New international research involving the University of Leicester published today sheds new light on how prehistoric reptiles took to the air. In the Mesozoic Era, 70 million years before birds first took wing, pterosaurs dominated the skies with sparrow to aeroplane-sized wingspans. Scientists already knew, on the basis of fossil evidence from the wings, that these extinct reptiles were able to power their flight through flapping, but had little understanding of how pterosaurs met the high energetic requirements for flight.
The new research published in the journal PLoS ONE by researchers from the University of Leicester (UK), Ohio University (USA) and College of the Holy Cross (USA) explains how balloon-like air sacs, which extended from the lungs throughout the body, hollowing out many of the bones in the pterosaur skeleton, provide evidence for a remarkably efficient breathing system in these ancient beasts. As an important bonus, the pneumatised skeletal system and air sacs reduced the density of pterosaurs, allowing the evolution of the largest vertebrates ever to take flight, some reaching 10 metres in wingspan.
'We have identified the breathing system of a pterosaur. It's a surprisingly efficient mechanism with the same essential structure of a modern bird's lung apparatus - except 70 million years earlier' said study co author Dave Unwin, a palaeobiologist in the Department of Museum Studies at the University of Leicester.
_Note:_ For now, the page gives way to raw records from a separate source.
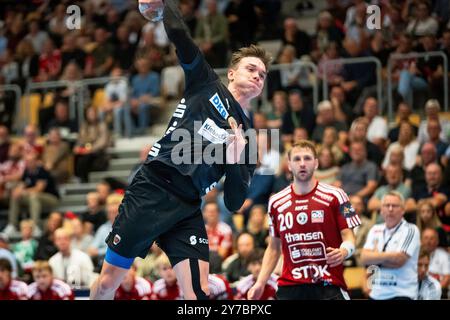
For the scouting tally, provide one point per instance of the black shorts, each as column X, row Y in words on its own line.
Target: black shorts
column 311, row 292
column 150, row 213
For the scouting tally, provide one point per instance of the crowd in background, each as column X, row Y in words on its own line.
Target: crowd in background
column 359, row 150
Leon Claessens, an assistant professor of biology at the College of the Holy Cross and Patrick O'Connor, an assistant professor of biomedical sciences in Ohio University's College of Osteopathic Medicine, were inspired to conduct the study after viewing an extraordinarily well preserved rib cage of a pterosaur in Berlin in 2003. The fossil was shown to them by Dave Unwin of the Department of Museum Studies, University of Leicester, who was then curator at the Museum fuer Naturkunde in Berlin. Examining this specimen the three palaeobiologists realised that it could finally solve the mystery of how pterosaurs were able to power sustained flapping flight.
'The shape and size of the rib segments that articulate with the sternum (sternal ribs) show that, contrary to what was previously thought, the rib cage was mobile' said Claessens. Moreover, unique and previously unrecognised projections on the sternal ribs provided important leverage for the muscles that moved the ribcage.
Fossils rarely preserve soft tissue and to get a better understanding of the relationship between air sacs, lung structure and the skeleton the research team compared pterosaur specimens with modern bird skeletons by using CT scans and X-rays to take a deeper look at the bones. Many pterosaur bones had cavities that were invaded by air sacs. 'Amazingly, the air sacs extend all the way to the tips of the wings which opens up a wide range of possibilities for the use of air sacs during flight and for social behaviours' the team explained.
Further comparison to living creatures such as pelicans shows strong similarities in the relationship between size and density of the bones. 'We found a direct relationship between the proportion of the skeleton invaded by air sacs and the absolute body size of an animal' the team said. Smaller birds, such as songbirds, have few pneumatised bones because they weigh less and expend less energy in flight. Conversely, most bones in larger birds, as well as pterosaurs, are pneumatised which significantly reduces bone density and resolves a major problem with sustaining flight: the energetic cost of keeping a heavy body up in the air.
'Active flapping flight is extremely expensive in terms of energy expenditure' O'Connor explained. To keep up with the enormous need for energy, the team posit that the pterosaurs' pulmonary systems took up much of their bodies. Such a pulmonary air sac system would have facilitated the necessary gas exchange to enable sustained activity.
The research was funded by the University of Leicester, the Museum fuer Naturkunde, Berlin, the National Science Foundation (USA), Harvard University and Ohio University College.